A tightrope walker who performs without a net definitely has it. A CEO who works 100 hours a week certainly doesn’t.
A cyclist who does not maintain it often has falls.
What is the answer to this pithy riddle?
This is the subject of today’s article because the title of today’s article is true. That regardless of age, it is better to improve your balance.
By now, you’ve heard horror stories, I’m sure, about an elderly person falling temporarily after losing it, and the consequences of the beginning of the end that result.
How this loss of balance leads to a broken hip. How even after the fracture healed and months of PT, this elderly person still hasn’t regained his mobility.
How this loss of mobility means an elderly person can no longer live at home and spends the rest of their days in an assisted care facility.

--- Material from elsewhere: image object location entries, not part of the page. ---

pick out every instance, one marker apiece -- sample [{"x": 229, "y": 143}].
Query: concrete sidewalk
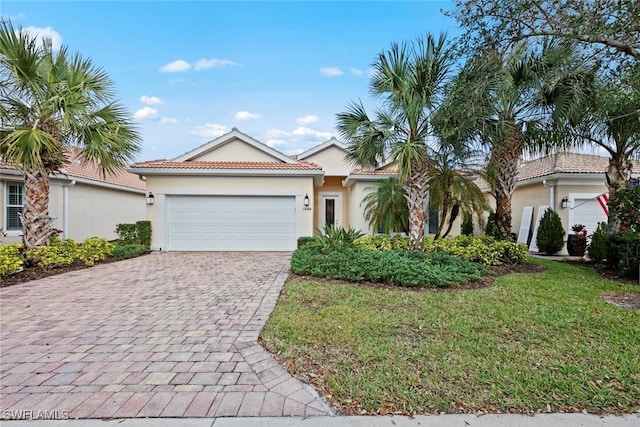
[{"x": 461, "y": 420}]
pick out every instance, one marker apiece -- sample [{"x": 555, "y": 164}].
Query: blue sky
[{"x": 190, "y": 71}]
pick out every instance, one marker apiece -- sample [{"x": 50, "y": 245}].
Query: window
[{"x": 14, "y": 202}]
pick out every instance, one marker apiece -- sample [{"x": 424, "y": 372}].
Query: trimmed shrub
[
  {"x": 398, "y": 268},
  {"x": 597, "y": 248},
  {"x": 305, "y": 240},
  {"x": 11, "y": 260},
  {"x": 485, "y": 250},
  {"x": 94, "y": 249},
  {"x": 381, "y": 242},
  {"x": 550, "y": 237},
  {"x": 57, "y": 253},
  {"x": 129, "y": 251},
  {"x": 623, "y": 253}
]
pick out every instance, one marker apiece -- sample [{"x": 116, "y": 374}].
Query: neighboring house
[
  {"x": 82, "y": 202},
  {"x": 576, "y": 179},
  {"x": 235, "y": 193}
]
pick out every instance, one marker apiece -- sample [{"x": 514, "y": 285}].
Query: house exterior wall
[
  {"x": 163, "y": 186},
  {"x": 332, "y": 160},
  {"x": 236, "y": 151}
]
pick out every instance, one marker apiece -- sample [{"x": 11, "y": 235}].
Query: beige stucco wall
[
  {"x": 163, "y": 186},
  {"x": 237, "y": 151},
  {"x": 93, "y": 210},
  {"x": 332, "y": 160}
]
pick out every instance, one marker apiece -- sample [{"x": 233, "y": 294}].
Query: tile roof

An article found on the Centers of Disease Control and Prevention website suggests you’ve heard such a story more than once before opening your eyes to this revelation: “Every second of every day, an elderly person (age 65 and more) suffers a fall of in the United States – making falls the leading cause of injury and death from injury in this age group. This rate, the article explains, translates into more than 3 million emergency room visits , more than 300,000 hip fractures and more than 32,000 deaths.
But today’s title maintains the balance that should be improved regardless of age.
So what’s the point of doing it if you’re not well into your golden years or even approaching those that usher in them? What if you’re young or young at heart and you’re still able to do – and enjoy doing – what others might consider downright dangerous?
Like performing tricks on a skateboard or stunts on a motorcycle, hitting 60 miles per hour on skis, or descending a steep downhill almost as fast on a bicycle.
The answer includes more than the obvious. While better balance might be enough to keep your bike upright when that steep descent contains a tighter-than-expected turn with some gravel strewn over it – preventing the next ride you take from being in an ambulance – it’s just as likely to save the day during a more mundane activity.
Like when you’re cleaning the gutters and straying too far from a high rung of the ladder. Or when you’re hauling groceries from the car and absentmindedly tripping over that crooked porch step you’re always warning others about.
Since you’re probably not a big fan of most of the mundane activities that make up everyday life, you’ll be glad to know that a great way to improve your balance is preventing the weightlifting you should do two or three times a week to become another one of them. Simply do most of the exercises you do for your upper body while standing on one leg.
Without delving too deeply into the brain-damaging science behind its benefits – like the difference between efferent and afferent messages produced by your motor neurons and sent and received by your brain – “Why a Leg?”, an article by Mark Fisher, owner of Mark Fisher Fitness in New York explains why this works.
Lift one foot off the ground just before you begin your first rep of the given exercise, Fisher explains, and you now have to resist the movement before creating it. A muscle group called the lateral subsystem gets “in gear” to do this, keeping your legs, hips, and spine in place.
Essentially, you’re engaging core muscles before performing an exercise that doesn’t just focus on strengthening your core.
But, as Fisher argues, a good strength workout involves as many muscles as possible, so it would behoove you to do some of the upper body work you normally do on two legs while standing on one. To prove it, I want you to stand up.
Get up right away and do the move used to perform a weightlifting exercise you’re sure to know, alternating dumbbell bicep curls — but without the dumbbells.
Do a few easy ones just to warm up and then increase the effort. Really tighten the muscles in the front of your arm.
Now lift one leg slightly off the ground while continuing the alternating motion of the arms.
Immediately you will feel your abdominal muscles and the leg you are standing on working harder. This leg may even wobble a bit, but then you will find what you are looking for.
Now, that swing is why single leg lifts for your legs haven’t been mentioned yet. Because that swing is sure to increase if you try any variation of single-leg dumbbell squats or deadlifts – although all are really effective ways to work the quads, hamstrings and hamstrings. buttocks.
So if you’re really up for a challenge, try both. At first, just use your body weight and work inside a squat rack or have something sturdy nearby that you can hold on to for standing.